Miners and police clash during a strike at Tilmanstone Colliery in Kent in September 1984

In 1984 Kent miners joined a national strike that was to become the biggest industrial dispute in post-war Britain.

Three Kent pits - Snowdown, Tilmanstone and Betteshanger - were in operation in 1984 when the 54-week dispute began.

Protests were held against plans by the National Coal Board, supported by Prime Minister Margaret Thatcher, to shut 20 "unprofitable" pits nationwide.

The National Union of Miners' strike saw miners and police clash on the picket lines across the country.

Eventually the Kent miners returned to work but the pits were destined for closure. Betteshanger was the last to close in Kent in 1989.

Shaun Parry started working at Snowdown Colliery near Aylesham when he was just 16 years old.

He said: "It was 940m deep, and it was very, very hot. I think the nickname was Dante's inferno. I loved it."

Image source, PA Media
Image caption,

The Coal Not Dole slogan was popular among those who argued subsidising unprofitable mines was less costly than paying benefits to unemployed miners

Mr Parry said he had been detained by police during the strike.

"I hadn't done anything. I was taken to the van and then they cable-tied you to a wire inside the van," he said.
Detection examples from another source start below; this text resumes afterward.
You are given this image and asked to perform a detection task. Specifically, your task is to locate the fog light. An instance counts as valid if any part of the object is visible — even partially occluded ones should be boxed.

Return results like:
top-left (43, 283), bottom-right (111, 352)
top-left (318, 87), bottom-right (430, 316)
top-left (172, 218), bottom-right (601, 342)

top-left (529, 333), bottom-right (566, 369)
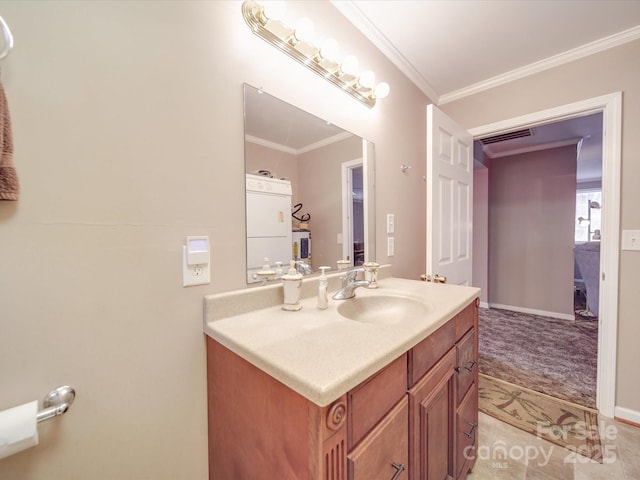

"I was frightened. I was really frightened."

Wives' support

Kay Sutcliffe was married to miner Philip Sutcliffe and they lived in the pit village of Aylesham.

She said no-one in the village broke the strike and everyone in Aylesham was "organised and united".

For Mrs Sutcliffe, the strikes were a battle to save not just jobs, but a way of life.

Image source, BBC/Liberty Phelan
Image caption,

Kay Sutcliffe's speeches galvanised support from miners' wives during the year-long strike

After seeing TV reports of miners' wives in Nottinghamshire calling for a return to work, women in Kent, led by Mrs Sutcliffe and others, travelled north to boost support for the stoppage.

She penned poems which galvanized dozens of women to march in protest, while her speeches were heard by thousands.

Mrs Sutcliffe said: "I think we were the first women support group that actually publicly were noticed for doing an active thing like that.

"'How is it gonna affect the miners in our community? How is it gonna affect their families if they can't get a job anywhere?' That's the kind of thing I was talking about," she told BBC Politics South East.

"And how much it meant to our communities to keep the pits going, and not just to our communities, but to the whole country."